Buy the book: Lincoln's Melancholy here.


The Back Story: An Interview with Joshua Wolf Shenk

Page 1  2

How did you get the idea for this book?

I was looking for a topic in mental illness, something I could dig into for a long magazine piece or a book. I was also struggling with depression myself. So I was doing some reading that doubled as research and personal exploration. One night I came home and flopped down on my bed with a book — a literary anthology of writings on suicide.   There was an essay in it by Howard Kushner — an excerpt, actually, from a book of his called Self Destruction in the Promised Land . The piece talks about two historical figures: Meriwether Lewis (of Lewis and Clark), who almost certainly killed himself, and Abraham Lincoln, who came close but never did. This was the first I’d ever heard of Lincoln’s depression. I found it amazing. It was instantly recognizable but also totally mysterious. I had all kinds of questions, and the biggest one was how come I hadn’t heard of this before. I went around to Lincoln scholars and asked: Has there ever been a book on Lincoln’s melancholy? It turned out there hadn’t been.

What did you hope to learn from his depression?

I had two goals for this book. I wanted to see what we could learn about Lincoln by looking at him through the lens of his depression. I also wanted to see what we could learn about this thing we call depression by looking at it through the lens of Lincoln’s story.
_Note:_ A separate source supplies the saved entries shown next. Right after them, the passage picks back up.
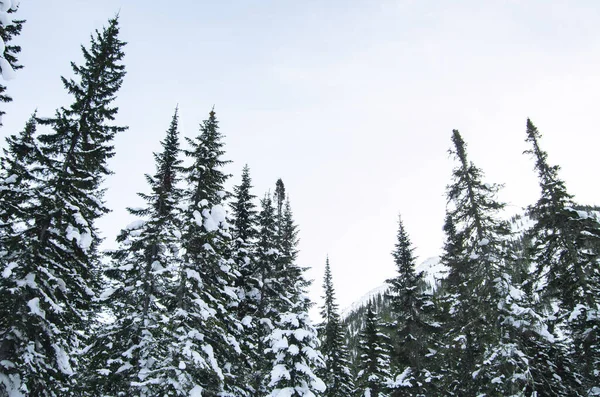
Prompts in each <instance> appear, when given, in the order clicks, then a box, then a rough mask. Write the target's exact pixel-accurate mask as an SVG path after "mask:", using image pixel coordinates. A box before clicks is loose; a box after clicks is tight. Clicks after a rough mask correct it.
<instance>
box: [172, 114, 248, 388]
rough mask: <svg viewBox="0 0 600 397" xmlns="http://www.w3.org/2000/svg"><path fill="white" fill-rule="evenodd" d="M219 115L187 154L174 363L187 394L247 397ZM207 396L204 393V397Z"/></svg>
mask: <svg viewBox="0 0 600 397" xmlns="http://www.w3.org/2000/svg"><path fill="white" fill-rule="evenodd" d="M221 139H222V135H221V133H220V132H219V128H218V122H217V119H216V116H215V112H214V111H211V112H210V115H209V118H208V119H207V120H205V121H204V122H203V123H202V125H201V128H200V135H199V136H198V137H196V138H194V139H187V141H188V144H189V145H190V147H191V149H189V150H185V151H184V152H185V154H186V155H187V156H188V157H190V158H191V159H192V161H193V164H192V165H191V166H189V167H187V168H185V169H184V174H185V179H186V180H187V181H188V185H187V186H186V188H185V189H184V191H183V200H184V214H183V217H184V218H183V226H182V228H183V235H182V245H183V255H182V261H183V263H182V266H181V270H180V272H179V281H178V283H179V285H178V287H177V292H176V299H175V301H174V305H173V306H174V307H173V309H174V315H173V321H172V327H173V330H174V333H175V337H176V338H177V344H176V345H175V346H174V350H173V352H174V353H173V354H174V356H173V360H174V362H176V363H179V364H178V367H177V369H176V374H177V379H178V383H179V387H180V391H181V393H185V394H187V393H190V392H191V391H193V392H194V393H200V392H202V393H204V394H205V395H209V396H211V395H218V394H220V393H221V394H222V393H230V394H233V395H241V393H243V392H242V391H241V390H239V389H238V388H239V387H240V386H239V385H240V382H241V381H242V380H243V379H240V378H238V377H237V374H236V373H235V368H234V365H233V364H234V363H236V362H238V361H239V354H241V348H240V346H239V342H238V337H239V334H240V332H241V329H242V326H241V324H240V322H239V320H238V319H237V315H236V313H235V307H237V305H238V303H239V298H238V296H237V294H236V291H235V288H234V285H235V279H236V272H235V270H234V269H233V267H232V265H233V261H232V260H230V259H228V258H227V257H226V253H227V252H228V247H229V246H230V238H231V236H230V234H229V224H228V222H227V220H226V212H225V208H224V206H223V203H224V199H225V198H226V196H227V193H226V192H225V190H224V183H225V181H226V179H227V178H228V176H229V175H227V174H225V173H224V172H223V171H222V167H223V166H224V165H225V164H226V163H227V161H224V160H222V156H223V154H224V151H223V143H222V141H221ZM204 394H203V395H204Z"/></svg>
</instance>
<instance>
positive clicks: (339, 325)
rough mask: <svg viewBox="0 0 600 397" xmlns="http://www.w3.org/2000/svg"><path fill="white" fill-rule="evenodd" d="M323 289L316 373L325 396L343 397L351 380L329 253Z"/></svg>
mask: <svg viewBox="0 0 600 397" xmlns="http://www.w3.org/2000/svg"><path fill="white" fill-rule="evenodd" d="M323 289H324V292H325V296H324V297H323V299H324V303H323V307H322V308H321V317H322V318H323V322H322V323H321V324H320V325H319V327H318V330H319V334H320V340H321V353H322V354H323V359H324V360H325V368H323V369H322V370H321V371H319V375H320V377H321V379H322V380H323V381H324V382H325V385H326V386H327V390H326V391H325V393H324V394H323V395H324V396H325V397H346V396H350V395H351V394H352V391H353V390H354V382H353V380H352V374H351V372H350V363H349V361H348V347H347V346H346V341H345V337H346V336H345V332H344V327H343V324H342V319H341V318H340V315H339V312H338V311H339V309H338V305H337V302H336V299H335V290H334V288H333V279H332V275H331V267H330V265H329V257H328V258H327V260H326V262H325V277H324V279H323Z"/></svg>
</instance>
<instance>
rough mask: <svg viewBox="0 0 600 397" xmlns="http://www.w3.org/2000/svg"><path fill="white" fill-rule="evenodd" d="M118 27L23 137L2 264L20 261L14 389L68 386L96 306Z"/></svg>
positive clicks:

Did Lincoln have clinical depression?

Yes, in the sense that modern clinicians who look the facts of his case say — as they’ve said to me — “If this guy showed up in my waiting room and gave me this history, I’d want to treat him.” Also, Lincoln meets the criteria for major depression, and for major depressive disorder. This is a guy who had two major breakdowns as a young man. In both instances, he was talking about killing himself — and his friends took him seriously enough that they took active measures to keep him safe. But I believe that diagnosis is the beginning, not the end of the story. It’s a way for us to see how seriously troubled Lincoln was, but then we have to ask: How did he conceptualize his suffering? What language did he use? And, of course, what did he do about it?

It seems like the topic of Lincoln’s depression would be awfully hard to research. How did you go about it?

The first and most important project was to gather up all the significant primary evidence on Lincoln’s depression. That means everything he said — and everything that anyone who knew him said — about his temperament, his moods, his breakdowns, his philosophy, his coping strategies, etc. I basically spent three or four years in libraries, going through card catalogues, combing through archive boxes, and filling suitcases with books and photocopies to take home. Everybody who knew Lincoln well had something to say about his depression. So a lot of the work was going through these reminiscences and memoirs with an eye out for this kind of material. And I put everything I found on a timeline. (This was pretty straightforward for things like dated letters, and a bit trickier for reminiscences, where I had to ask, “How and when did this person know Lincoln? What part of Lincoln’s life is this referring to?”) When I got it plotted out, I could see the movement of his melancholy against the movement of the rest of his life, and I started to see the outline of a story. The big picture is that, over his whole life, we can see how Lincoln first recognized and articulated his mental trouble; second, he found a way to survive it, deal with it and sometimes distract himself from it; and, finally, that he found ways to make his temperament and his moods work for him.

From there I was off chasing down all kinds of material to help me really understand the story and how to tell it. I had to get to know all kinds of characters in Lincoln’s life — like his friend Joshua Speed, his disastrous love interest Matilda Edwards, and his doctor Anson Henry. I had to get to know the psychology of the time, which meant studying medicine, religion, philosophy, popular culture, and so on. And I was also constantly reading in today’s literature trying to understand topics like humor and its relationship to depression, the nature of suicidal thinking, the relationship between depression and creativity, and so on.

How did Lincoln’s depression fuel his greatness?

First of all, in dealing with his depression head on — addressing it, staring it in the eye, grappling with it, and getting a hold of it within himself — Lincoln did work that turned out to be enormously character building and valuable to him. In one sense, the muscles he developed over a lifetime of suffering prepared him for the challenges that he faced in his presidency. Second, he had a tendency to see the dark truths of a situation, and he drew on this powerfully in his rhetoric and his actions. Experiments have shown that people who suffer from depression also exhibit something called “depressive realism” — and this applies to Lincoln. Finally, the depths of emotion that he explored as a result of his depression contributed to a deep creative capacity — as a writer and thinker. In his first inaugural address, he urged that the country would be well again when touched by “the better angels of our nature.” He didn’t say that that the worse angels would be killed or that they would go away. To the contrary, the image suggests that selves, and nations, are multi-faceted, capable of better and prone to worse, and locked in a struggle. It’s justifiably a famous phrase, and it reaches deep into the psyche because it reflects an experience that every human being knows intuitively, one of division and conflict, broken-ness and harmony, suffering and reward. These were ideas that Lincoln lived and struggled with much of his life.